= Diego Pereira d'Aguilar =

Spanish noble

Moses Pereira, 1st Baron D'Aguilar

Baron Diego Lopes Pereira d'Aguilar (born 5 November 1699 Portugal; died 10 August 1759, London) was a Portuguese-born London-based Jewish businessman, community leader and philanthropist, originally a Portuguese converso, who lived in the 18th century. He was created a baron of the Holy Roman Empire by Empress Maria Theresa of Austria.

==Biography==
In 1722 he went from Lisbon to London, and then to Vienna. From 1725 to 1747 he held the tobacco monopoly in Austria, and had the power to establish factories and regulate prices. When in 1747 he asked the government to return to him a part of the money that he had deposited on account of the revenues, the empress Maria Theresa replied: "This appears to me just. I owe him much more; therefore, return it to him." D'Aguilar was a great favorite with the empress, who commissioned him to rebuild and enlarge the imperial palace at Schönbrunn, and he advanced 300,000 florins for the work.

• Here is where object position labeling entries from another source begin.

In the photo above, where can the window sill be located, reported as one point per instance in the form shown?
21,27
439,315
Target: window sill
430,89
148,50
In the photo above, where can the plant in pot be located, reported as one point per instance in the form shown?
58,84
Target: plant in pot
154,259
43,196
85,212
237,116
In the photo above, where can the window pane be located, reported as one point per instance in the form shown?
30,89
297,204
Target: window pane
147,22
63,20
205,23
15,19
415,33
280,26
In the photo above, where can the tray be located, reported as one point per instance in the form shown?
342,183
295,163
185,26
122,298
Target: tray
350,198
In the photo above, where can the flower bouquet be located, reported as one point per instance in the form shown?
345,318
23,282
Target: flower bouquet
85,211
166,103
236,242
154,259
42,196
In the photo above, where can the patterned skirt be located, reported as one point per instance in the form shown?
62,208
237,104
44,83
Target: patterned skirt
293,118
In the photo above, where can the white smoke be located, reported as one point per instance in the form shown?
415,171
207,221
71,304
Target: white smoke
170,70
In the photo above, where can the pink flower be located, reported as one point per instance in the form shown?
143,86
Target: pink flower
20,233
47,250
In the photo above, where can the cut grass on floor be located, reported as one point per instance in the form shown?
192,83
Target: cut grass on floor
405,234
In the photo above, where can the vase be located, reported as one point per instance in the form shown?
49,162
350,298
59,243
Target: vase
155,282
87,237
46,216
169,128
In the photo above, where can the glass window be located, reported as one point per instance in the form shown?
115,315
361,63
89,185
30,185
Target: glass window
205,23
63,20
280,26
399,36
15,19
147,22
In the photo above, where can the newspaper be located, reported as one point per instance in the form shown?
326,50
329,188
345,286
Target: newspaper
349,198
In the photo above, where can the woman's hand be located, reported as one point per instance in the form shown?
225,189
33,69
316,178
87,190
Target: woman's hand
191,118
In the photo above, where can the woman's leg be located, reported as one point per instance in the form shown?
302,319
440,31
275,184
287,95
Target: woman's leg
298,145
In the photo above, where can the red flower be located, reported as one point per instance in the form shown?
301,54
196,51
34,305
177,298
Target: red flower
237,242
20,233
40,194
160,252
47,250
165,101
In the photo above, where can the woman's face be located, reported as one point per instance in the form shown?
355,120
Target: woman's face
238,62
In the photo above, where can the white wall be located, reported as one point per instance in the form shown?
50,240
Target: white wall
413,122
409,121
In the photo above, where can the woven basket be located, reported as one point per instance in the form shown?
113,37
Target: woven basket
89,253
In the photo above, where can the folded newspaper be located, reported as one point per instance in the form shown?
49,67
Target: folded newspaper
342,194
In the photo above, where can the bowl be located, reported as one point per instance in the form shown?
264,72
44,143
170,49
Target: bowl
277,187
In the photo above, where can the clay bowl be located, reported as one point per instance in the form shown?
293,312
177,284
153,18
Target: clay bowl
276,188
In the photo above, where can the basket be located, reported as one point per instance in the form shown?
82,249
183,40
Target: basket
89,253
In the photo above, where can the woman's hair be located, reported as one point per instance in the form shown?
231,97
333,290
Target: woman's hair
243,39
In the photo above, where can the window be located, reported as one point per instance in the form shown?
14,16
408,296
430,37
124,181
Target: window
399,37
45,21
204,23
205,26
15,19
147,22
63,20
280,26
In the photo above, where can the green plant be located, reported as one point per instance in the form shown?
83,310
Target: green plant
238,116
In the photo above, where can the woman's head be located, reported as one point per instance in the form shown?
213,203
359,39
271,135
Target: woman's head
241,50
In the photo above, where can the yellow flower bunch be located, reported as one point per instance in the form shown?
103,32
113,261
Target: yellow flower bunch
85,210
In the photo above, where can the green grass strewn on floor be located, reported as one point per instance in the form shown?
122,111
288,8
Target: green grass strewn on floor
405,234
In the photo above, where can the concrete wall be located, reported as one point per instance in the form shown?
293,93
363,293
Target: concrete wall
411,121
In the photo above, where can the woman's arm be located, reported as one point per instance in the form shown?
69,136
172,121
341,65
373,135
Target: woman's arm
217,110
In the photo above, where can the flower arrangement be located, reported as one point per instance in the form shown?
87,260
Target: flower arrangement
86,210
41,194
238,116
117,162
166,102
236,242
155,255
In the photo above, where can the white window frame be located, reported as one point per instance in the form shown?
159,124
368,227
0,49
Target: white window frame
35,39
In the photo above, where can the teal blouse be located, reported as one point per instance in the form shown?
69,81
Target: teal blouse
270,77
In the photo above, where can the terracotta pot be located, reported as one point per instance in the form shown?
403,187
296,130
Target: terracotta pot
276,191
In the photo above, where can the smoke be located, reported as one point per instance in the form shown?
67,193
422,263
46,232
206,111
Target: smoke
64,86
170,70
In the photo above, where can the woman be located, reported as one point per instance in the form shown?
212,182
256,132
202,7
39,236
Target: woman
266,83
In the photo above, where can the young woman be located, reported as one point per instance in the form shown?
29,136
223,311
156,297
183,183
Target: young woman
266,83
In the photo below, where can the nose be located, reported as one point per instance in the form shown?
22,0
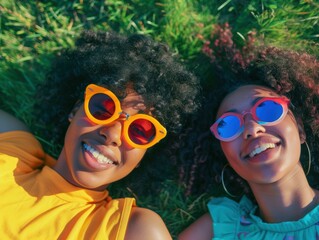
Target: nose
112,133
251,127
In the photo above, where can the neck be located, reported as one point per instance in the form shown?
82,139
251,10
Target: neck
288,199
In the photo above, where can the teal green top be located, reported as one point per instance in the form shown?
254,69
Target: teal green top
232,220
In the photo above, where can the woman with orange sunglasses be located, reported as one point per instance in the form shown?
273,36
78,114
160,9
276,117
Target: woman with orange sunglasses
115,97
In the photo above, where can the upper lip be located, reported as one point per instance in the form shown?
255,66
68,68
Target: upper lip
255,143
108,153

In recognition of his services Maria Theresa made him a baron and privy councillor to the crown of the (Austrian) Netherlands and Italy. He was a Baron of the Holy Roman Empire. D'Aguilar, who together with his family enjoyed the greatest freedom of belief, was the founder of the Spanish or Turco-Jewish community in Vienna, and succeeded in obtaining many concessions for the relief of his oppressed fellow worshippers. As a result of his efforts the Jews of Moravia were protected from pillage in 1742, and the intention of Maria Theresa to expel the Jews from the whole of the Austrian empire, in 1748 or 1749, was abandoned. He left Vienna suddenly in 1749, because the Spanish government demanded his extradition. He went to London. Before leaving Vienna he presented the community which he had founded, as well as the Spanish-Jewish community of Temesvar, with beautiful silver crowns for the scrolls of the Law, upon which his name was inscribed. On the Day of Atonement a prayer was said for the repose of his soul by the Turco-Jewish community of Vienna.

He matriculated his arms: Gules an eagle Or beneath a plate, on a chief Argent three hillocks Vert on each a pear Or slipped Vert. The crest is a demi-lion proper, wearing a castellation Azure on its head and holding a sprig of leaves Vert in its right paw.

==Personal life==
He married, 1722, Donna Simha da Fonseca (died 1755) and had issue including his main heir Ephraim Lópes Pereira d'Aguilar, 2nd Baron d'Aguilar.
1. Aron d'Aguilar (born 1725)
2. Sarah d'Aguilar (1728—12 December 1801), married Isaac Jesurum Alvares and had issue.
3. Rachel d'Aguilar (1730—October 1789)
4. Rebecca d'Aguilar (1732—10 January 1803)
5. Hannah d'Aguilar (1734—25 January 1763)
6. Esther d'Aguilar (1739-30 September 1791), married Isaac Henriques Sequeira and had issue.
7. Baron Ephraim Lópes Pereira d'Aguilar (1739—16 March 1802), married Simha Mendes da Costa and had issue.
8. Leah d'Aguilar (1742—11 November 1808), married Raphael Franco and had issue.
9. David d'Aguilar (1744–1790), married Rebecca Baruh Lousada
10. Judith d'Aguilar (8 May 1747—19 November 1821), married Isaac Baruh Lousada, one of their sons was Emanuel Lousada, who owned slave plantations in Jamaica and Barbados.
11. Abigail d'Aguilar (12 May 1749–1822)
12. Joseph d'Aguilar (1750—31 July 1774)
13. Solomon d'Aguilar (1752—28 October 1817), married Margaret Gillmer and had issue included George Charles d'Aguilar
14. Benjamin d'Aguilar (1753—12 July 1813), issue included George Thomas d'Aguilar
15. Hananel d'Aguilar (1754—28 November 1809), married Rebecca Treves and had issue, including Joseph d’Aguilar, father-in-law of Alexander Joseph Lindo. Relocated to Jamaica as slave plantation owner at the Carlisle and Knights Estates.